Begin with Janis Lewin's "The Aftermath (9/11)." You may feel as if you've seen all the 9/11 images you can take, but Lewin's photographs are emotional without being manipulative, and they have truths to tell about New York City specifically and about collective grief more generally.
Move from there into the exuberance of "Subjectivity: Photography of Themselves," a roundup of works by contemporary photographers who use themselves as subjects. After the sobering experience of "Aftermath" -- a visual reminder of the too-recent times when people wondered aloud what role art could play -- it's a balm to see artists asking questions about the world and our place in it, asserting themselves in ways comforting and discomforting.
Arno Rafael Minkkinen, a Finnish photographer whose work here spans from 1973 to 1990, incorporates his body into his compositions as if he's part of the landscape or the furniture. His skinny frame is unmistakable, its presence a gently comical but slightly defiant gesture, a kind of physical "Kilroy was here."
Atlanta-born photographer Anthony Goicolea, at 31 the youngest in the group, evokes the violent confusion of male adolescence in disturbing montages that look like they might be stills from an Eastern European version of Lord of the Flies. And Zhao Bandi, from Beijing, combines deadly serious public-service messages about drugs, violence and AIDS with deliberately stagy, over-the-top images starring himself and a stuffed panda; the titles, which give the impression of having been directly and badly translated from Chinese, include "Is there anything more terrible than Me? It's DRUG!"

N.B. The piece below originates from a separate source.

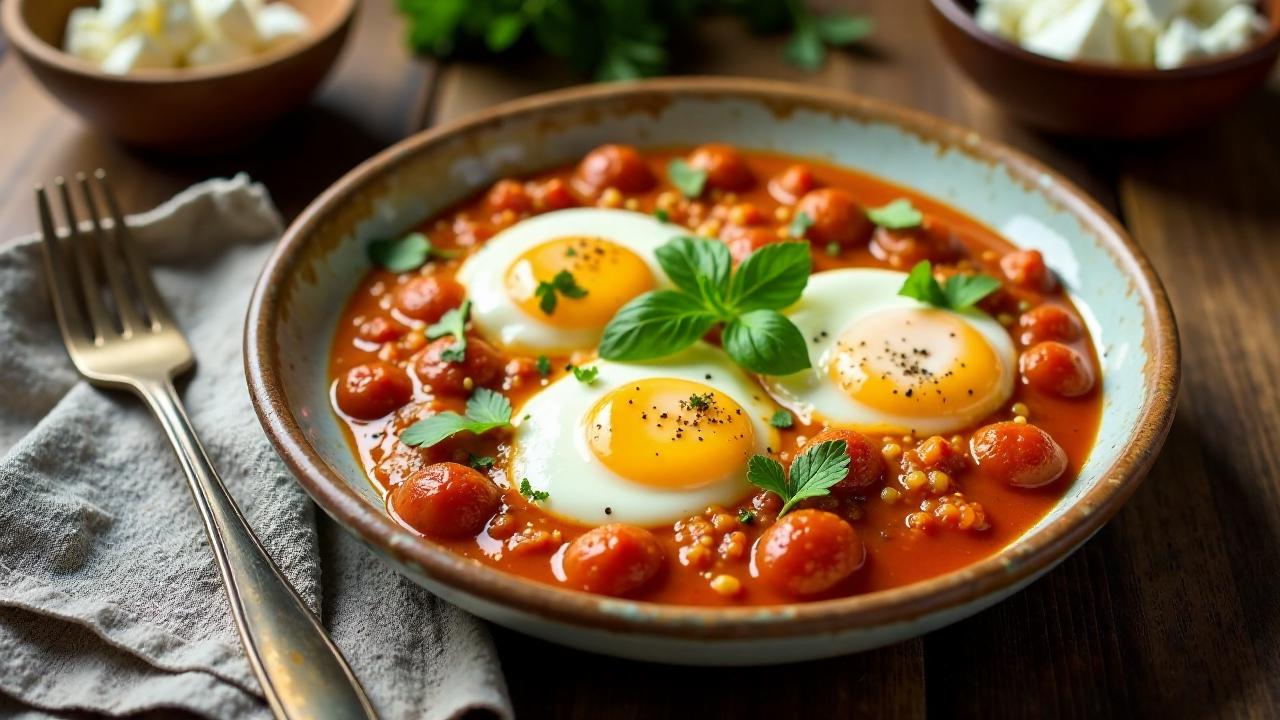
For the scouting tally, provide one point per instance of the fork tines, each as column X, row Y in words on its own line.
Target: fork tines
column 77, row 258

Climb the stairs and watch the video installations of European art star Pipilotti Rist. There are two in the first room, both on TVs. In I'm Not the Girl Who Misses Much, which dates from 1986, a blurry Rist dances around maniacally, her hair wild, her breasts spilling out of her black dress. Both the images and the soundtrack -- Rist singing the beginning of the Beatles' "Happiness Is a Warm Gun," followed by a snatch of John Lennon's version -- speed up and slow down. Mostly they are so crazy-fast that Rist sounds like one of the Chipmunks, and her herky-jerky movements begin to look involuntary, as if she's trapped in a masochistic exercise routine. Altogether, it's funny and it's sad, and it's hard to stop watching.

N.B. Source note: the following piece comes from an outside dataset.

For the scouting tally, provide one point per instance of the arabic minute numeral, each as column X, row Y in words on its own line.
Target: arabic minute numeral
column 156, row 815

In Pickelporno, close-up images of a naked man and woman exploring each other are interspersed with vivid shots of fruit and flowers to create an organic, orgasmic experience. Rist presents the body itself as a landscape, reminding the viewer that sex is natural in the literal sense. (Do not be alarmed if you find yourself humming the George Michael riff, "Sex is natural, sex is good; not everybody does it, but everybody should," some hours afterward.)

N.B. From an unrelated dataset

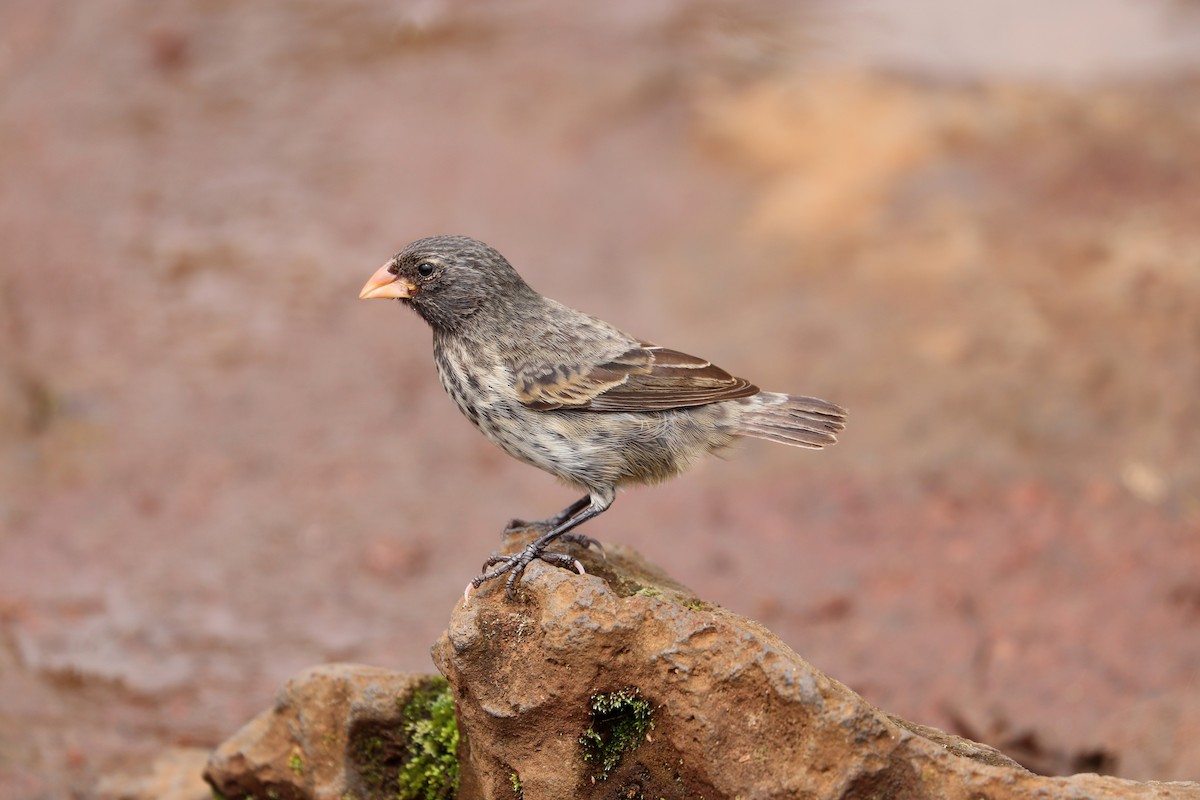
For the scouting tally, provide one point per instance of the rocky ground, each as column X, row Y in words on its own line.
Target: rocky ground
column 219, row 468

Walk next door into Sip My Ocean, Rist's lush, underwater dream set to the haunting Chris Isaak song "Wicked Game." Again, it's Rist singing, while on two walls we see mirror images of bodies swimming, underwater landscapes merging, and domestic objects -- a china teacup, a metal pitcher -- sinking into the sea's sandy bed. You can sit on the floor or lean against the wall, or even dance through the projection making shadows, but stay awhile and watch. If you've seen the Chris Isaak video for "Wicked Game," think about how it was filmed on a tropical beach and starred a supermodel pretending to be in love (or lust -- what's the difference in most standard music videos?) with Isaak. Then think about the fact that Rist's version takes place beneath the water's surface, and listen for the distant, powerful little voice that screams along with the song's refrain.
Later, walk upstairs to see "Ideas About Time," an exhibition of photographs by ASU professor Mark Klett. Many of the images here -- a toy horse branded with ballpoint ink, a warped LP impaled on a branch in the desert -- ask us to look at the traces we leave behind, and to consider what those traces say about who we are. It's an especially fitting lens through which to view both "Subjectivity" and Rist's sly, passionate work.